Our nutritional needs change throughout our lifetime. Infants and children require lots of omega three fats for brain growth and fat storage for physical growth. Adults need a high protein and nutrient rich diet without as much fat as a younger person’s diet. As an elderly person, your diet will likely differ depending on your overall weight, body mass index, and whether or not you suffer from an illness that affects your metabolism. Examples of diseases that would affect the way your body uses food are diabetes, hypothyroidism, and hyperthyroidism.

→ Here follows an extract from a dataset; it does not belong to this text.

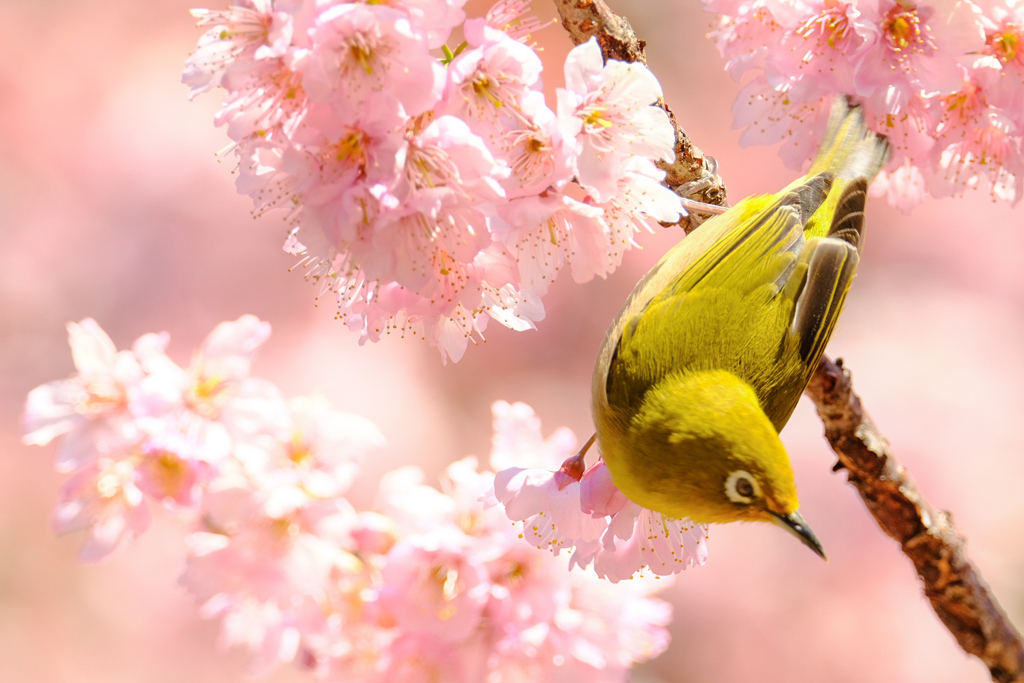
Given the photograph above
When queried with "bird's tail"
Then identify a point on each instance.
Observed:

These and many other changes in your health will require you to talk to your doctor or nutritionist for exact diet specifications. In general, though, it is important for older adults to get plenty of protein, calcium, vitamins, minerals, fiber and healthy fats.

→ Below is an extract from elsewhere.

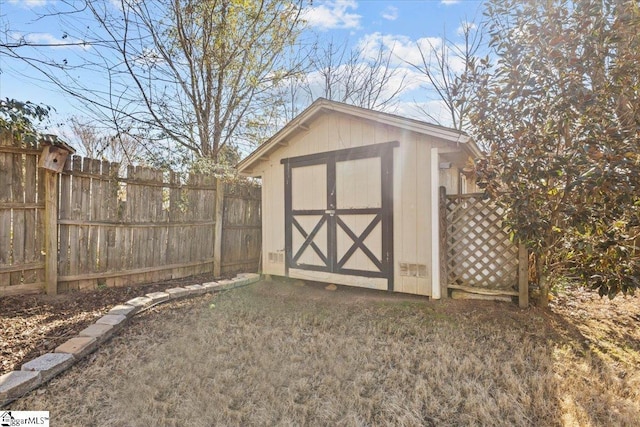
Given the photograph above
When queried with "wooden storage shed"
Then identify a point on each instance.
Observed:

Luckily, we can ensure that our diets are properly balanced by selecting the appropriate ingredients in what we cook. The below foods will help to ensure that your diet is properly balanced with the nutrients that your body requires:
- Protein: Fish, Eggs (hopefully cage free), Chicken, Peanut butter and Nuts;
- Calcium: Broccoli, Orange Juice, Milk (preferably Soy or Almond Milk), Kale, Eggs, and Turnip Greens. Bone-in salmon and sardines are great sources of calcium as well, but only enjoy them if you are able to avoid swallowing the bones;
- Vitamins: All vegetables, fruits and fruit juices. Be sure to buy fruit juices that do not have added sugar. Juices with pulp are even better as they adds fiber. Vitamin D has been found, in recent studies, to play a key part in neurological health. It can play a big part in preventing diseases like Alzheimer’s and Parkinson’s disease;
- Minerals: Foods like lentils, tofu, turmeric, eggs, spinach, parsley, beans, tomatoes, asparagus and other leafy green vegetables provide essential iron for older folks with borderline or full on anemia. Zinc is a mineral required for several enzymes to function and can be found in foods like asparagus, spinach, mushrooms, beans, eggs, seeds, green peas, red meat, oats and miso. Magnesium is essential for processing ATP (cell energy) to the bones and is found in soybeans, cocoa mass, tomatoes, halibut, beans, ginger, cloves, and cumin;
- Fiber: Fiber is the great system cleaner. It takes all of the wastes left over after your body processes the nutrients and pushes it through so that you stay regular. Fiber is contained in beans, seeds, dates, whole grains (be sure to check actual fiber content on the box), popcorn, brown rice, vegetables, fruit and oatmeal, to name a few;
- Healthy fats are found in eggs, walnuts, flax seed, olive, coconut, grape seed, canola and vegetable oils, olives, avocados, salmon, herring, and mackerel, among other sources.You may have seen some foods listed more than once above. That’s great! You can “kill two birds” (or more than two) with one stone. People who are aging need to be sure to consume enough calcium for retaining bone growth as well as protein for maintaining muscle mass. Exercise certainly helps with both of those as well.
Something else you may have noticed is that essential nutrients can be found in spices as well. You do not have to eat a bland diet when eating properly. Eat healthy and enjoy it!